Syrie : le défi des observateurs, "c'est de pouvoir travailler librement"
Didier Billion, directeur des publications à l'Institut de relations internationales et stratégiques, analyse les enjeux de la mission d'observation de l'ONU, qui a commencé son déploiement lundi en Syrie.
En Syrie, les premiers observateurs des Nations unies ont commencé à se déployer lundi 16 avril. Ils sont notamment chargés de constater la cessation des hostilités alors que des bombardements touchaient Homs dans la soirée. Didier Billion, directeur des publications à l'Institut de relations internationales et stratégiques (Iris), analyse les enjeux de cette mission.
FTVi : Qu'est-ce qu'un observateur ?
Didier Billion : Quelqu'un qui, sous mandat de l’ONU, est missionné pour aller dans un maximum d’endroits. Il peut y avoir des militaires - c’est souvent le cas dans une zone de conflit, car ils ont une formation et les bons réflexes pour voir l’évolution stratégique militaire du conflit. Mais en général, vous avez aussi des diplomates, des experts, éventuellement des responsables humanitaires ou des universitaires, pour avoir une diversité de points de vues.
Quel est l'enjeu de cette mission d'observation ?
La question est de savoir si les observateurs auront les coudées franches. Ou si, comme c’est déjà arrivé il y a quelques mois avec les premiers observateurs sous mandat de la Ligue arabe, ils vont être surveillés et empêchés d’accomplir leur travail. S'ils sont pris en charge de A à Z par le régime, alors ce ne sera plus une mission impartiale. Dans les jours à venir, le défi des observateurs est donc de pouvoir agir librement et remplir la mission dont ils ont été chargés par l’ONU.
Le fait qu'il s'agisse d'un mandat des Nations unies change-t-il la donne, après la précédente mission de la Ligue arabe ?

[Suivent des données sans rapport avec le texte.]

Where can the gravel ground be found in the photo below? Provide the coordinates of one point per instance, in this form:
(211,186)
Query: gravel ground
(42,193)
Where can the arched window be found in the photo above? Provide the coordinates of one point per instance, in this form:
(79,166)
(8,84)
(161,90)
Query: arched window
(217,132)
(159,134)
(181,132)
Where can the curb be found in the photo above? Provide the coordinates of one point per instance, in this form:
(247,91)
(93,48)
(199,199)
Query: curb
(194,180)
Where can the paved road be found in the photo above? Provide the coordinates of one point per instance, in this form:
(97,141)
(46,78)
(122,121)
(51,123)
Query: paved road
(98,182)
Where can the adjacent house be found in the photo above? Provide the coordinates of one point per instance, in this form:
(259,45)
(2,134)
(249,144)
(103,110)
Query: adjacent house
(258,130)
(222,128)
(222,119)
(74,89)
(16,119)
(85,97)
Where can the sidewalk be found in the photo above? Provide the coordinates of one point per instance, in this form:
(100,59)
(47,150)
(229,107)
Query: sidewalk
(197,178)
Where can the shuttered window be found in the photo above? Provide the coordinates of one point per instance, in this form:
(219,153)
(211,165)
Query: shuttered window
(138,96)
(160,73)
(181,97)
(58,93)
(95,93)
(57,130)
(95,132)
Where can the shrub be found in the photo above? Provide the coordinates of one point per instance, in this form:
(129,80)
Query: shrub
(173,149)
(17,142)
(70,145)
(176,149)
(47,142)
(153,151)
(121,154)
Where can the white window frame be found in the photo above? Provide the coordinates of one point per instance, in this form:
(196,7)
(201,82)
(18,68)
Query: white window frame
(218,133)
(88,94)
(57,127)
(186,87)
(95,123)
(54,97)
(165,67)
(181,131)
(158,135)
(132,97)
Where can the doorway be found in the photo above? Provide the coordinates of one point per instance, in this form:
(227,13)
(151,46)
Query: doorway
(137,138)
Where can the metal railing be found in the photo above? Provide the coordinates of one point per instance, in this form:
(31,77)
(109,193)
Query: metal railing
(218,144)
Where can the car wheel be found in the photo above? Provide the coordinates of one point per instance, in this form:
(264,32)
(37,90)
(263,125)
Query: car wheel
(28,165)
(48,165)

Ce n’est pas tant le titre, c’est surtout que cette première mission a été un fiasco total. D'abord, parce que le régime syrien n’a pas laissé les observateurs se déployer librement. On sait par exemple que les véhicules étaient prêtés par le gouvernement de Bachar Al-Assad. Dans ces conditions, ils étaient "baladés", au sens littéral du terme. De plus, le chef des observateurs de la Ligue arabe était un général soudanais qui avait commis un certain nombre de forfaitures contre les rebelles du Sud-Soudan, ce qui donnait aussi une indication du peu de crédit qu’on pouvait donner à cette mission.
Aujourd'hui, le contexte est différent. C'est l’ONU. Politiquement, ça n’a pas du tout le même poids. Ça veut dire que les membres du Conseil de sécurité ont voté unanimement la résolution prise samedi 14 avril. En d’autres termes, les Russes et les Chinois ont accepté qu’elle existe [ils se sont opposés aux précédents projets de résolution]. En ce sens, cette mission est beaucoup plus solide.
Quelle serait une mission d'observation réussie ?
Pouvoir aller là où ils ont prévu de se rendre. Si, par exemple, le régime syrien expliquait qu’il ne peut pas laisser les observateurs se déployer dans certains endroits au nom de leur sécurité, on pourrait dire que la mission ne part pas sur de bonnes bases. La deuxième chose, c’est qu’ils puissent examiner la situation concrète, voir le dispositif militaire mis en place par les rebelles et par le régime. Et qu’ils puissent aussi discuter avec les acteurs du conflit.
Si ces deux conditions sont réunies, alors ils sont en situation de faire un rapport d’observation digne de ce nom et leur mission aura servi à quelque chose. En fonction de leurs conclusions, l'ONU pourra tirer les siennes et adopter une nouvelle résolution, par exemple, ou bien initier un processus de pourparlers entre les différentes parties.
Quelle est la stratégie de l'ONU ?
D'arrêter la violence ! Ce qui est plus facile à dire qu’à faire. Depuis plus d’un an, le régime syrien reste sourd à toutes les pressions des Nations unies, parce que les vetos successifs de la Russie et de la Chine lui ont donné une marge de manœuvre réelle. Et la situation s’aggrave de jour en jour. Mais d'après les informations que nous avons, le niveau d’affrontement a singulièrement baissé d’intensité depuis jeudi 12 avril, jour de l'entrée en vigueur d'un cessez-le-feu.
Le deuxième point positif, c’est le déploiement espéré des observateurs. On comprend bien que l’ONU ne peut pas faire la pluie et le beau temps en Syrie. Mais elle avance. C’est le produit de l’expérience diplomatique de son émissaire, Kofi Annan, qui a quand même débloqué la situation. La stratégie graduelle de l’ONU sera-t-elle couronnée de succès ? Je n’en sais rien. Mais elle a au moins contribué, avec toutes les limites de l’exercice, à changer une partie des paramètres de la situation.